NOM’s Racially Divisive Anti-Gay Tactics Exposed
WASHINGTON, D.C. – MARCH 27, 2012 – After the release of internal strategy memos of the so-called National Organization for Marriage (NOM), which call for the use of race as a means of stripping the freedom to marry from loving and committed same-sex couples, the National Black Justice Coalition (NBJC) joins the Human Rights Campaign, Freedom to Marry and others to condemn the organization’s wedge-strategy.

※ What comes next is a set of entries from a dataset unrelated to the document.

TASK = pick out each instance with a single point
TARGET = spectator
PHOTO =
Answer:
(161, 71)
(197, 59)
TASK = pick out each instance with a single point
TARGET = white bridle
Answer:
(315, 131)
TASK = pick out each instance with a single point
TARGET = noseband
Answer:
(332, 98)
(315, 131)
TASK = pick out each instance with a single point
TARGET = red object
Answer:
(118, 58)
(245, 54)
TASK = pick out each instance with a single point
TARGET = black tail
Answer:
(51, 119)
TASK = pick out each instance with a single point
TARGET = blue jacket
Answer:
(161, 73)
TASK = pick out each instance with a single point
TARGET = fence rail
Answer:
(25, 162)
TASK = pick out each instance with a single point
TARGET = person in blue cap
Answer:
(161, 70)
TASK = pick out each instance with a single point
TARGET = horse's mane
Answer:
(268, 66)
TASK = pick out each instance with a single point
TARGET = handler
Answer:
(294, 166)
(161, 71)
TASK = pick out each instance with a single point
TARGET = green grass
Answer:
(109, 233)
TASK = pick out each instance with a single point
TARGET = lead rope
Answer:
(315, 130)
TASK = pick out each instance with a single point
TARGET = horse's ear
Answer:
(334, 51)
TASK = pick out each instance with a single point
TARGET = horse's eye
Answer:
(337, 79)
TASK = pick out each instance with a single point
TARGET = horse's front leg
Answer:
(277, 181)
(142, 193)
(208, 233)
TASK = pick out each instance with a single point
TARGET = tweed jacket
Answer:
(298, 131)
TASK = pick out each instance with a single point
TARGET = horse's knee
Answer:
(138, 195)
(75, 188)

NOM’s memos detail its campaign to direct money to a handful of African American clergy in order to attack gay and lesbian couples that have made a lifelong promise to one another. The organization admits their key goal is to “drive a wedge between gays and blacks.” The memo also outlines NOM’s strategies for targeting Latino communities by “making support for marriage a key badge of Latino identity” and “to make opposition to gay marriage an identity marker, a badge of youth rebellion to conformist assimilation to the bad side of ‘Anglo’ culture.”
“These documents expose NOM for what it really is—a hate group determined to use African American faith leaders as pawns to push their damaging agenda and as mouthpieces to amplify that hatred,” says Sharon Lettman-Hicks, NBJC Executive Director and Chief Executive Officer.
Despite NOM’s appalling efforts to endanger committed couples and families by elevating equality opponents of color, a recent NBC/Wall Street Journal poll confirmed growth in support for the freedom to marry since October 2009, with strong growth in support among African Americans by 56 percent.
And support from our community doesn’t stop there. Numerous African American civil rights leaders, such as John Lewis, Julian Bond, and Coretta Scott King, have stood up for the freedom to marry and equality for all Americans, including lesbian, gay, bisexual and transgender people of color.
“NOM is fighting a losing battle,” adds Lettman-Hicks. “With these memos made public, the black faith community must refuse to be exploited and refuse to deny their fellow brothers and sisters equal protections under the law.”